Al momento, continua il CDO, la personalizzazione dei messaggi verso i clienti non è ancora molto spinta, ma è già meglio di sette mesi fa: “Dobbiamo fare branding puntando sulla pervasività del digitale. L’obiettivo è l’omnicanalità, che per me, più che ottimizzazione dello stock o stimolo alle vendite, significa innanzitutto coerenza. I canali – il sito, i social, la newsletter – devono comunicare messaggi coerenti, immediati, e che si completano tra loro, ma anche personalizzati, perché il cliente top spending va coccolato”.
Per questo il prossimo grande progetto digitale sarà sempre in ambito CRM. “Dovrebbe partire a breve termine. Vogliamo partire da ciò che è stato fatto lo scorso anno con i servizi professionali di Salesforce e fare il passo successivo: rendere ancora più solidi e affidabili i dati dei clienti e, partendo da questi, arrivare a un più alto livello di personalizzazione”.

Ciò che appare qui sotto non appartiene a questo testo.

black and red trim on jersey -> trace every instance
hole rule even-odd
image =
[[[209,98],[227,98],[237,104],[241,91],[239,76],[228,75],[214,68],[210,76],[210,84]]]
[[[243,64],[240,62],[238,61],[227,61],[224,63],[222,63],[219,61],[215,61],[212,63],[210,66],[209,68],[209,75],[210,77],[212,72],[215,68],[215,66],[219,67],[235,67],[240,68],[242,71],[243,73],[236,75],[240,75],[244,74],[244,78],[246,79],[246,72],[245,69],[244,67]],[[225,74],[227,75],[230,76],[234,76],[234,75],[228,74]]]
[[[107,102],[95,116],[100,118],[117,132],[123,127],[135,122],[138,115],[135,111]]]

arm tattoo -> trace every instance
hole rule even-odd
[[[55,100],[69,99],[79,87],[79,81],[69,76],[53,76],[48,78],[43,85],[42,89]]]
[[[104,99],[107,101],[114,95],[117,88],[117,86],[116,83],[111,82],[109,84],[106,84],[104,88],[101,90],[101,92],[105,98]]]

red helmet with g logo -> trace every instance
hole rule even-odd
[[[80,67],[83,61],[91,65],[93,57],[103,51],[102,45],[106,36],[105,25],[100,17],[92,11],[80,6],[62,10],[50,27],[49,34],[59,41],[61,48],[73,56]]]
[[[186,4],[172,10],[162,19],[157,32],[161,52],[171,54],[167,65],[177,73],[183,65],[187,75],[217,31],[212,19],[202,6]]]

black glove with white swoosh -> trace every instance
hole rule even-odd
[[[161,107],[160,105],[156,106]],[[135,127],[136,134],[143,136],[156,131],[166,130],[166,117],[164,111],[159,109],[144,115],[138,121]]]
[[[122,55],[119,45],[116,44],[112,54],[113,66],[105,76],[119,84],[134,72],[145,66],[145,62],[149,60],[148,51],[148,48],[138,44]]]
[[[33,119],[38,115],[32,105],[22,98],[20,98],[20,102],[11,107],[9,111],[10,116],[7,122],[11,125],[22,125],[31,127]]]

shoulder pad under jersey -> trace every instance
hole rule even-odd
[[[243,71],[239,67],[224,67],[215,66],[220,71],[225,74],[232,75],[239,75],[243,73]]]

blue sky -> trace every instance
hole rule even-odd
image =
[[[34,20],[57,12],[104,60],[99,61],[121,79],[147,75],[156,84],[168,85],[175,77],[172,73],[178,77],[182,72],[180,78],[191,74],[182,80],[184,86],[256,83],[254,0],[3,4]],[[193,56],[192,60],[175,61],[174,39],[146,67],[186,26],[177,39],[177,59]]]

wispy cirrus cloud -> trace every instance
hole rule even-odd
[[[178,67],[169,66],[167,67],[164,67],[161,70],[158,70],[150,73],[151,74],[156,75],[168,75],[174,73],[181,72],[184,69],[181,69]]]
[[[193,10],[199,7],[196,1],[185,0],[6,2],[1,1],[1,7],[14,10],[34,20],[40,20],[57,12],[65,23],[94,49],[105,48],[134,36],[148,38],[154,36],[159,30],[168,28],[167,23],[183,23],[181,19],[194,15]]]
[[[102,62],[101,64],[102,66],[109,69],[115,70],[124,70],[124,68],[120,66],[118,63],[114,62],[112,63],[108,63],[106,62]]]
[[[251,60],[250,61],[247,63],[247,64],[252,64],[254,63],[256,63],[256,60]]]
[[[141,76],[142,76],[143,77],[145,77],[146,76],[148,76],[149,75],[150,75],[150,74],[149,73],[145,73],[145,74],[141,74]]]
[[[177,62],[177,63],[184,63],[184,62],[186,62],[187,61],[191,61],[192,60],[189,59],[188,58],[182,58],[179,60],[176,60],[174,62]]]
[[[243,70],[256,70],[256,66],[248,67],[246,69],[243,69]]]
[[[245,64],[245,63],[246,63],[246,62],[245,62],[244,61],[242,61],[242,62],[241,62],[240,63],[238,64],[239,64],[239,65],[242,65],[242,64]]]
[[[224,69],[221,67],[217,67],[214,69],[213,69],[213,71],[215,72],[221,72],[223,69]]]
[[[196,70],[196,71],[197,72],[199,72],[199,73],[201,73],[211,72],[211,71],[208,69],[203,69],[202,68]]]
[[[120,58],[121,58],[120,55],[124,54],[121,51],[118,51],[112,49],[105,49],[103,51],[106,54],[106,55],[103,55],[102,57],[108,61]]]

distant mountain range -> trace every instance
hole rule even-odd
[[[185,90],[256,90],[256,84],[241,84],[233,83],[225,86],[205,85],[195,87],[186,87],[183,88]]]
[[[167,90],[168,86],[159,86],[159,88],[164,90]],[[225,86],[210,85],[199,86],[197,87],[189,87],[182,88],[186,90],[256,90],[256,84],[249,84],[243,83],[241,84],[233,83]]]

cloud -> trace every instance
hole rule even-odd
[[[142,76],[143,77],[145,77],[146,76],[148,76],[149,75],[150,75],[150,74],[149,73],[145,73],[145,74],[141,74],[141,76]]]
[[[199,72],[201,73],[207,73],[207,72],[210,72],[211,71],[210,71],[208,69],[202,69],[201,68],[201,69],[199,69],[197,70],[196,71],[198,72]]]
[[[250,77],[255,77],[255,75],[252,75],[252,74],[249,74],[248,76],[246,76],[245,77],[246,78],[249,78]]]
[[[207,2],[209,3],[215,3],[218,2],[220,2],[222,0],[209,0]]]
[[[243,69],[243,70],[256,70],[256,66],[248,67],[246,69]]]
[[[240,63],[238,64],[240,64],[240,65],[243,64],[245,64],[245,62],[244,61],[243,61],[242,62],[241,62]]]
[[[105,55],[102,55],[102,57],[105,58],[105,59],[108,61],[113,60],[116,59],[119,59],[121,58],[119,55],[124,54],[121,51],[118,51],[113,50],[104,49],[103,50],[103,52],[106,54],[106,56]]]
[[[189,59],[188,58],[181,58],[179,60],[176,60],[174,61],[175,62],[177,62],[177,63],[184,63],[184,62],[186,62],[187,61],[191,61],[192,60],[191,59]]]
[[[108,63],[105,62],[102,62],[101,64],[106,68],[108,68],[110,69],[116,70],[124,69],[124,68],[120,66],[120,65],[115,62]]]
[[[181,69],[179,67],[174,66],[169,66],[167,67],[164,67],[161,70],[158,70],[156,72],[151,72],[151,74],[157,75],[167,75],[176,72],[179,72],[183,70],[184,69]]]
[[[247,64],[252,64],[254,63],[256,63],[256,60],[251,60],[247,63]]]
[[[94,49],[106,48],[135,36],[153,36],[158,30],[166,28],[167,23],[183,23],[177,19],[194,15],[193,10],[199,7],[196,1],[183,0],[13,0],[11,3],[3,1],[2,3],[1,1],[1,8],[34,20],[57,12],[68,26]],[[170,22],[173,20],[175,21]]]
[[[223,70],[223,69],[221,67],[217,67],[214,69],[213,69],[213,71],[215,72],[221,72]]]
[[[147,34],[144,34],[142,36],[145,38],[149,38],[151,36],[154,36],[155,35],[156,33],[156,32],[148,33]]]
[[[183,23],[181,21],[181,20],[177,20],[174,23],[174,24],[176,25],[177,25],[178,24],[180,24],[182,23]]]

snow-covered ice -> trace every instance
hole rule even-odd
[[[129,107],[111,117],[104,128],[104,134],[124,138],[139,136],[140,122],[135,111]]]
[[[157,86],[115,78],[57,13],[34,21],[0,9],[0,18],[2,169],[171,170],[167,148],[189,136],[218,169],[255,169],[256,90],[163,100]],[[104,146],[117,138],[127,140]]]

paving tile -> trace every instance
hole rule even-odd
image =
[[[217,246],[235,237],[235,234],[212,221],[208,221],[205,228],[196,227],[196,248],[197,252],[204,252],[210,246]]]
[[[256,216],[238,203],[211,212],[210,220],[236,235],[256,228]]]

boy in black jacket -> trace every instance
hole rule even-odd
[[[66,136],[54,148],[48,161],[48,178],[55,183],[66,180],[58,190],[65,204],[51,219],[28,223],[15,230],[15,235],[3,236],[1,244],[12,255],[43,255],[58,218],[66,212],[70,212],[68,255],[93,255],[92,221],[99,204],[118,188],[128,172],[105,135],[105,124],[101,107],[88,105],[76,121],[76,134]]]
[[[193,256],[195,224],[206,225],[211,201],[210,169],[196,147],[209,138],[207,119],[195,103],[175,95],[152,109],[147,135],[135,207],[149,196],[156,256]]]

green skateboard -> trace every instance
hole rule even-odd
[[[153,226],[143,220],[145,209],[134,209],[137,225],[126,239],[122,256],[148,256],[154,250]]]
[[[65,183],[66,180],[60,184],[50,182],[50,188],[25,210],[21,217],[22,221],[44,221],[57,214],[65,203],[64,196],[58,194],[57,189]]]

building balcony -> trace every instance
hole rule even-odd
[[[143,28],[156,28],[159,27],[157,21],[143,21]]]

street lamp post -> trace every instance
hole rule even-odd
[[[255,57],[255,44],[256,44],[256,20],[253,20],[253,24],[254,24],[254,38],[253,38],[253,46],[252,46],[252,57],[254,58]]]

L’obiettivo ultimo però è la conoscenza del cliente. “Quando una volta si entrava nei negozi sotto casa, il negoziante sapeva tutto dei clienti, e poteva fare upselling e cross selling in modo immediato”, conclude Viacava. “Oggi cerchiamo di avvicinarci a questi livelli in maniera più strutturata con grandi moli di dati, visto che il numero di clienti è molto più alto. Sarà un grande lavoro sul CRM che impatterà su tutto che succede nei negozi e online”.